De geschiedenis van de Holterweg

1931 weg van colmschate naar bathmen

1931 weg van colmschate naar bathmen

Eeuwenoud

De route van Deventer naar het oosten, via Colmschate, is al eeuwen oud. Maar hoelang is deze route, in feite voor een deel de Holterweg al een weg? De handelsweg was lang en de Holterweg in Colmschate was een klein onderdeel daarvan. Toch was de weg van grote invloed op de groei en het ontstaan van Colmschate en daarom wordt hij hier uitvoerig besproken.

Oude wegen

Een archeoloog reconstrueerde een aantal routes in de Romeinse tijd in Colmschate. Voor een van deze wegen heeft hij een aanwijzing gevonden in de begrenzing van het grafveld uit het einde van de 2de tot en met de 4de eeuw na Christus aan de Grote Ratelaar. De noordgrens is strak gebogen, wat niet verklaard kan worden door een aanpassing aan het lokale reliëf. De archeoloog denkt dat dit veroorzaakt is door een weg, die vanuit het noordwesten van de nederzetting op het terrein van de Scheg langs het grafveld aan de Grote Ratelaar naar het noordoosten loopt. Daarnaast reconstrueerde hij een doorlopende oost-west verbinding langs de zuidkant van de Holterweg.

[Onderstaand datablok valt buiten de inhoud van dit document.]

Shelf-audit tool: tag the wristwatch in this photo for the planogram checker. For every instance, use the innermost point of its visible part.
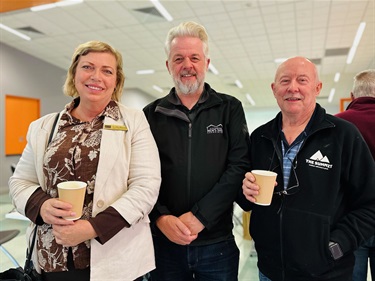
(335, 250)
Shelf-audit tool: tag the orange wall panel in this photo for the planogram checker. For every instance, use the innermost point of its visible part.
(19, 113)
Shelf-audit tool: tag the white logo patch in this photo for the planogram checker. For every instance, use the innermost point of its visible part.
(317, 160)
(212, 129)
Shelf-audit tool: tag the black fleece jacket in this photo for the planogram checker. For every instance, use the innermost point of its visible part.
(204, 155)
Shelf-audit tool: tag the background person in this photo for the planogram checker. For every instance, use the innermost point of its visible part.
(361, 112)
(120, 165)
(323, 206)
(202, 138)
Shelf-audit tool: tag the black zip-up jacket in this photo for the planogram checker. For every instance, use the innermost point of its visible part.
(204, 155)
(335, 201)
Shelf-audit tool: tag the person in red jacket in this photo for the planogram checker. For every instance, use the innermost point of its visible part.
(361, 112)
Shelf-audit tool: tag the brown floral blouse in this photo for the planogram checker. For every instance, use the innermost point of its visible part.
(73, 154)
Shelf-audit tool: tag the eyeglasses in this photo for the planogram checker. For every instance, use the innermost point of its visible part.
(293, 189)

Deze verbinding zou aansluiten op een noord-zuid route tussen de inheems Romeinse woongebieden langs de IJssel.

vrachtvervoer over de holterweg omstreeks 1740, aquarel door peter paul hattinga verschure
Vrachtvervoer over de Holterweg omstreeks 1740, aquarel door Peter Paul Hattinga Verschure

Al in de 13de eeuw zijn er aanwijzingen voor een route. Volgens Haverkate zijn er verdragen uit de 13de eeuw bekend met afspraken tussen de steden Deventer, Oldenzaal en Coesfeld om de route tussen deze steden te beveiligen. Het beveiligen van een route is vooral mogelijk wanneer het om een vaste route gaat. Dit is dus een aanwijzing dat de route in de 13de eeuw al grotendeels vast lag.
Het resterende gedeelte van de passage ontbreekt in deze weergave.